Yakov Protazanov: Father Sergius (1917)



A movie made in 1917, just before the Russian Revolution. It would have been impossible to make this film in pre-Soviet Russia - it would have been impossible after the Revolution, either. It was a very thin time window when the making of Отец Сергий (Father Sergius) has been possible: in 1917 just before the Revolution. And just a few months after, the existence of this movie was no more tolerated. It had to wait for another two years to be released: in Poland, no more in Russia.

It is the adaptation of a well-known story written by Tolstoi: I had read it longtime ago, I have found it today on the web and read it again. A passionate story about the tragic paradox of human condition, serving your own demons even when trying to serve God.

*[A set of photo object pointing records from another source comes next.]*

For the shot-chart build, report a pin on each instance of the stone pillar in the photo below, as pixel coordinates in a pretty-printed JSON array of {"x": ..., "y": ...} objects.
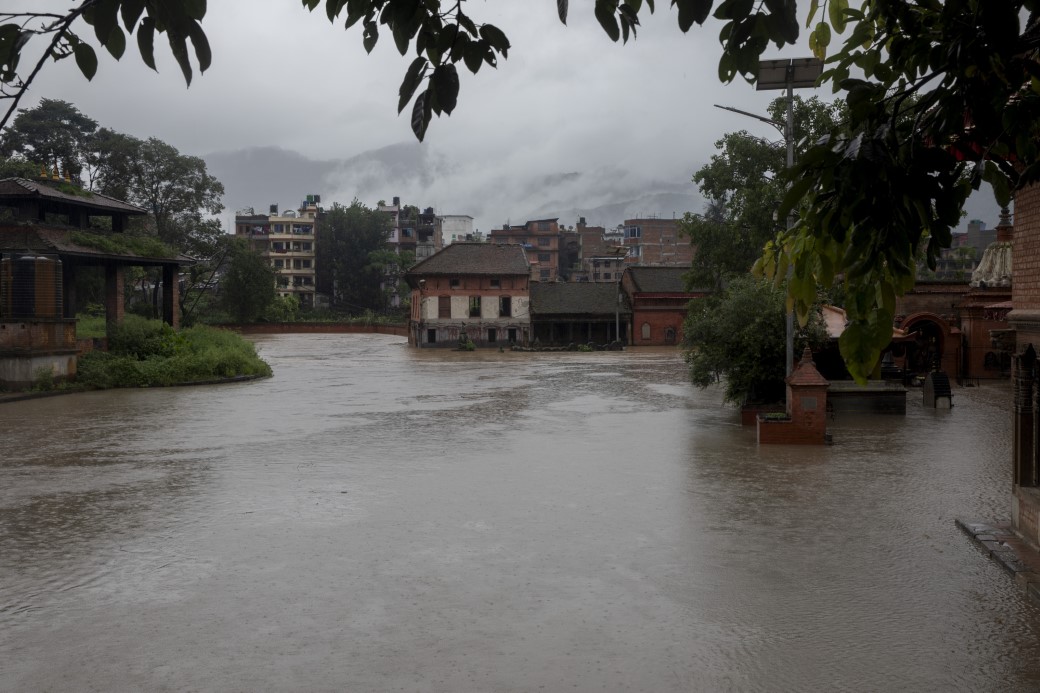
[
  {"x": 114, "y": 309},
  {"x": 807, "y": 399},
  {"x": 1022, "y": 419},
  {"x": 68, "y": 289},
  {"x": 171, "y": 297}
]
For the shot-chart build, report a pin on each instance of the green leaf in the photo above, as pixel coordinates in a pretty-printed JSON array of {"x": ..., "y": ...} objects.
[
  {"x": 412, "y": 80},
  {"x": 421, "y": 113},
  {"x": 117, "y": 43},
  {"x": 146, "y": 42},
  {"x": 131, "y": 10},
  {"x": 85, "y": 58},
  {"x": 606, "y": 18},
  {"x": 446, "y": 85},
  {"x": 495, "y": 39},
  {"x": 104, "y": 17},
  {"x": 179, "y": 47},
  {"x": 813, "y": 8},
  {"x": 193, "y": 8},
  {"x": 474, "y": 55},
  {"x": 370, "y": 35}
]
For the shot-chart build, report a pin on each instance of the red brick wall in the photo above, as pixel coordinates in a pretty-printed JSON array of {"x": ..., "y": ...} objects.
[{"x": 1025, "y": 285}]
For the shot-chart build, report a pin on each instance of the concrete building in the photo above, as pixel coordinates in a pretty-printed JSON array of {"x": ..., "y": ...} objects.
[
  {"x": 541, "y": 240},
  {"x": 659, "y": 299},
  {"x": 471, "y": 291},
  {"x": 287, "y": 240},
  {"x": 656, "y": 242},
  {"x": 458, "y": 228}
]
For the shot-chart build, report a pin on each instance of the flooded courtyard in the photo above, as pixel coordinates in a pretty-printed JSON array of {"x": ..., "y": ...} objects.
[{"x": 380, "y": 518}]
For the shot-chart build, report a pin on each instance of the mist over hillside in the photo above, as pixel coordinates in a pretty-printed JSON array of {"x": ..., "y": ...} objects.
[{"x": 260, "y": 176}]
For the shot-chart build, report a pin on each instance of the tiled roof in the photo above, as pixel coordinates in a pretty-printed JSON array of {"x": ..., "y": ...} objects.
[
  {"x": 59, "y": 240},
  {"x": 15, "y": 188},
  {"x": 475, "y": 258},
  {"x": 658, "y": 280},
  {"x": 576, "y": 299},
  {"x": 805, "y": 373}
]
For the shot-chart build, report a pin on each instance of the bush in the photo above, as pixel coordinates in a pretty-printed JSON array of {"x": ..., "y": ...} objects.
[{"x": 154, "y": 355}]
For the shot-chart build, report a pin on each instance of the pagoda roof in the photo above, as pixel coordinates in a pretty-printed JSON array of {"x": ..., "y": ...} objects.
[{"x": 60, "y": 193}]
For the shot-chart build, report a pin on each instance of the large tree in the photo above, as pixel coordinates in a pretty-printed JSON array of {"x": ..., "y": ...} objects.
[
  {"x": 348, "y": 256},
  {"x": 743, "y": 186},
  {"x": 248, "y": 284},
  {"x": 737, "y": 335},
  {"x": 54, "y": 133},
  {"x": 941, "y": 95}
]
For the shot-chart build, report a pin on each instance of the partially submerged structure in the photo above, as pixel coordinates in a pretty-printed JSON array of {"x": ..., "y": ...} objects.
[{"x": 50, "y": 229}]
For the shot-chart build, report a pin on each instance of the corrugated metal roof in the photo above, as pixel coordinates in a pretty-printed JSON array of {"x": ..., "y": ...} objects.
[
  {"x": 576, "y": 299},
  {"x": 23, "y": 188},
  {"x": 474, "y": 258}
]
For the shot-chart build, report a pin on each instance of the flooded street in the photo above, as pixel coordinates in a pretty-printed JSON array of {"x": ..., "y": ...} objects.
[{"x": 380, "y": 518}]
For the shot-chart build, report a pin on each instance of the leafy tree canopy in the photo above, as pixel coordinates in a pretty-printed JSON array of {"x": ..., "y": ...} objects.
[
  {"x": 248, "y": 285},
  {"x": 349, "y": 265},
  {"x": 743, "y": 185},
  {"x": 941, "y": 97},
  {"x": 738, "y": 336}
]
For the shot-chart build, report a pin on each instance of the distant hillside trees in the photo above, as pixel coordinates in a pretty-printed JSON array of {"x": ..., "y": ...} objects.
[{"x": 349, "y": 261}]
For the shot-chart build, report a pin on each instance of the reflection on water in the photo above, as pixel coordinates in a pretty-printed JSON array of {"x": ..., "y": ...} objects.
[{"x": 375, "y": 518}]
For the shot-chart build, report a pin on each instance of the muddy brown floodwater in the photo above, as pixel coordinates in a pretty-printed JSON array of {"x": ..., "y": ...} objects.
[{"x": 379, "y": 518}]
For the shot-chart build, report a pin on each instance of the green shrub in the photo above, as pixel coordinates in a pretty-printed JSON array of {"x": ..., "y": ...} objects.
[{"x": 154, "y": 355}]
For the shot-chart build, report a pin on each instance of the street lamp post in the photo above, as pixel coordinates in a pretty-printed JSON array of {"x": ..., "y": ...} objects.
[{"x": 785, "y": 74}]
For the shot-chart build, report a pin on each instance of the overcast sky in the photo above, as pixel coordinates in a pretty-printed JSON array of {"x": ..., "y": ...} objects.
[{"x": 567, "y": 100}]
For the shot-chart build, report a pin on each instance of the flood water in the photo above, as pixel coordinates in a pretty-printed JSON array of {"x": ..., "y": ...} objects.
[{"x": 380, "y": 518}]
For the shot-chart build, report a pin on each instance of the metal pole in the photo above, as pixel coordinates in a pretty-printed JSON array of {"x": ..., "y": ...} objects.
[{"x": 789, "y": 136}]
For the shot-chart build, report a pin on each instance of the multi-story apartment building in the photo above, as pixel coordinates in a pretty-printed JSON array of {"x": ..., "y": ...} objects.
[
  {"x": 541, "y": 238},
  {"x": 287, "y": 241},
  {"x": 657, "y": 242}
]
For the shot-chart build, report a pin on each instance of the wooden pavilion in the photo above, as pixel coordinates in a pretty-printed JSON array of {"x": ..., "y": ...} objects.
[{"x": 50, "y": 228}]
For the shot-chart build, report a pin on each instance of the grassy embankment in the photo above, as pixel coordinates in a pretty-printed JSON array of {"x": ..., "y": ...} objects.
[{"x": 144, "y": 353}]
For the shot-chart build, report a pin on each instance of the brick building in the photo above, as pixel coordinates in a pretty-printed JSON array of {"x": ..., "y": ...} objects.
[
  {"x": 541, "y": 239},
  {"x": 658, "y": 298},
  {"x": 1024, "y": 319},
  {"x": 286, "y": 240},
  {"x": 472, "y": 291}
]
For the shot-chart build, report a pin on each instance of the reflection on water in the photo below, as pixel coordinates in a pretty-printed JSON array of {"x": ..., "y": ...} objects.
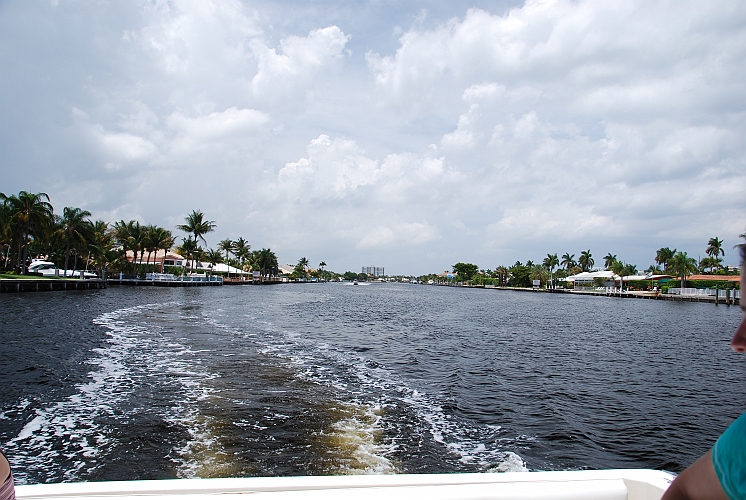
[{"x": 334, "y": 379}]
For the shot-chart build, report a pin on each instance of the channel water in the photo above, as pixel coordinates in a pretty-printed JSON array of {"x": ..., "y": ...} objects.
[{"x": 308, "y": 379}]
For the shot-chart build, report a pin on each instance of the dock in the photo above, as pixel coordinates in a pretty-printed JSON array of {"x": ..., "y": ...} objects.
[
  {"x": 49, "y": 285},
  {"x": 189, "y": 281}
]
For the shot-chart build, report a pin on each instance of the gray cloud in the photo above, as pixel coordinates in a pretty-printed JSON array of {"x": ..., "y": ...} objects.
[{"x": 384, "y": 134}]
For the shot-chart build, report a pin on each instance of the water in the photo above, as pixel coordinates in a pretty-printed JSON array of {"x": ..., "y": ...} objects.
[{"x": 334, "y": 379}]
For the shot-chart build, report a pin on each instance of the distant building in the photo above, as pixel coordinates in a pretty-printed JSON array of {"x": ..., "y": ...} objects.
[{"x": 373, "y": 271}]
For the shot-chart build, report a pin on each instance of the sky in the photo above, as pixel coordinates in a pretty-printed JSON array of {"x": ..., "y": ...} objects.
[{"x": 408, "y": 135}]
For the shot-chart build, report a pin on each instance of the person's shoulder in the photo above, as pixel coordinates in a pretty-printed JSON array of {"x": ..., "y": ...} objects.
[{"x": 729, "y": 458}]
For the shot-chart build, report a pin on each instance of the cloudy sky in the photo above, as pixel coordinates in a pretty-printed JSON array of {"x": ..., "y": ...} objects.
[{"x": 409, "y": 135}]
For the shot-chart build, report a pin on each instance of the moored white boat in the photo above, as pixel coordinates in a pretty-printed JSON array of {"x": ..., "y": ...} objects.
[
  {"x": 621, "y": 484},
  {"x": 48, "y": 269}
]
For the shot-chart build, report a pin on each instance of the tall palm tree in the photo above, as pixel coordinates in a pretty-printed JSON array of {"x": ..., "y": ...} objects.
[
  {"x": 101, "y": 244},
  {"x": 609, "y": 260},
  {"x": 75, "y": 229},
  {"x": 266, "y": 260},
  {"x": 550, "y": 262},
  {"x": 31, "y": 214},
  {"x": 683, "y": 266},
  {"x": 213, "y": 257},
  {"x": 228, "y": 246},
  {"x": 322, "y": 265},
  {"x": 663, "y": 256},
  {"x": 715, "y": 247},
  {"x": 197, "y": 225},
  {"x": 242, "y": 250},
  {"x": 715, "y": 250},
  {"x": 586, "y": 260},
  {"x": 188, "y": 248},
  {"x": 502, "y": 274},
  {"x": 568, "y": 261},
  {"x": 161, "y": 239}
]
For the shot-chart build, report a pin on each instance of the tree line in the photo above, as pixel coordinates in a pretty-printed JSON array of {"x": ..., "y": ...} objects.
[
  {"x": 554, "y": 268},
  {"x": 29, "y": 229}
]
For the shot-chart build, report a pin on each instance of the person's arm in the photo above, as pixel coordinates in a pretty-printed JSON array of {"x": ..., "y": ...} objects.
[
  {"x": 698, "y": 481},
  {"x": 4, "y": 469}
]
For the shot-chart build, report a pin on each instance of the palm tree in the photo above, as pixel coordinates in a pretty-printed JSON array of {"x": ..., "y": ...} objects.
[
  {"x": 322, "y": 265},
  {"x": 683, "y": 266},
  {"x": 266, "y": 260},
  {"x": 663, "y": 256},
  {"x": 188, "y": 248},
  {"x": 539, "y": 273},
  {"x": 100, "y": 244},
  {"x": 586, "y": 260},
  {"x": 715, "y": 250},
  {"x": 31, "y": 214},
  {"x": 502, "y": 274},
  {"x": 228, "y": 246},
  {"x": 75, "y": 229},
  {"x": 654, "y": 269},
  {"x": 568, "y": 261},
  {"x": 550, "y": 262},
  {"x": 618, "y": 268},
  {"x": 609, "y": 260},
  {"x": 122, "y": 232},
  {"x": 213, "y": 257},
  {"x": 242, "y": 251},
  {"x": 197, "y": 225},
  {"x": 715, "y": 247},
  {"x": 161, "y": 239}
]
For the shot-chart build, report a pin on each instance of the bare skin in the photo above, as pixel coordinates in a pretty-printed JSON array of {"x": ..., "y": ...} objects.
[
  {"x": 4, "y": 469},
  {"x": 699, "y": 480}
]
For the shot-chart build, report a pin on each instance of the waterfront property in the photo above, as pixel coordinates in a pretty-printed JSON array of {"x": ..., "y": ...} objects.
[{"x": 608, "y": 279}]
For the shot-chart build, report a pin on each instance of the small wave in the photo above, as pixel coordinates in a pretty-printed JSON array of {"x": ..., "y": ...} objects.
[{"x": 363, "y": 383}]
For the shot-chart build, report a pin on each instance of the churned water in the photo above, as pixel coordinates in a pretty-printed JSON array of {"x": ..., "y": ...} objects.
[{"x": 337, "y": 379}]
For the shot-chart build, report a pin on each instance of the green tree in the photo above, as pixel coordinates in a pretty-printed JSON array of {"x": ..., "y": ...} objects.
[
  {"x": 715, "y": 247},
  {"x": 322, "y": 265},
  {"x": 242, "y": 251},
  {"x": 568, "y": 261},
  {"x": 228, "y": 246},
  {"x": 123, "y": 233},
  {"x": 683, "y": 266},
  {"x": 465, "y": 271},
  {"x": 160, "y": 238},
  {"x": 31, "y": 214},
  {"x": 196, "y": 224},
  {"x": 715, "y": 250},
  {"x": 266, "y": 261},
  {"x": 539, "y": 273},
  {"x": 188, "y": 249},
  {"x": 520, "y": 275},
  {"x": 663, "y": 256},
  {"x": 609, "y": 260},
  {"x": 75, "y": 230},
  {"x": 214, "y": 257},
  {"x": 619, "y": 269},
  {"x": 550, "y": 262},
  {"x": 586, "y": 260},
  {"x": 502, "y": 274},
  {"x": 101, "y": 246}
]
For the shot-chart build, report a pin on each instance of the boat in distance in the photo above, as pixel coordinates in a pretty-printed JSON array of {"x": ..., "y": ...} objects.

A young noble, officer in the Russian imperial army, renounces to everything and goes to the monastery. All his ambition to raise in the ranks of society is converted in ardent desire to approach God. After a long, painful struggle for attending holiness he will succumb to the natural call of flash and find out that ambition never comes from God. At the end the hero will become a foul for the world, a foul for Christ. Will it be the true way this time?

A profoundly religious story about a highly unconventional religious personage - no wonder that the making of this movie would have been impossible in both Tsarist and Soviet Russia.

The director, Yakov Protazanov, was the most important pre-Soviet Russian filmmaker. He made 80 movies between 1911 - 1918. Then he left the country, to come back in 1923. His first Soviet movie was Aelita, in 1924 - a loose adaptation of a SF novel by Aleksey Tolstoi. It is a genial movie. The Soviet censorship hasn't allow its circulation for tens of years. The destiny of great artworks is sometimes very much alike with the life of good Father Sergius: long and painful struggles with horrible adversities.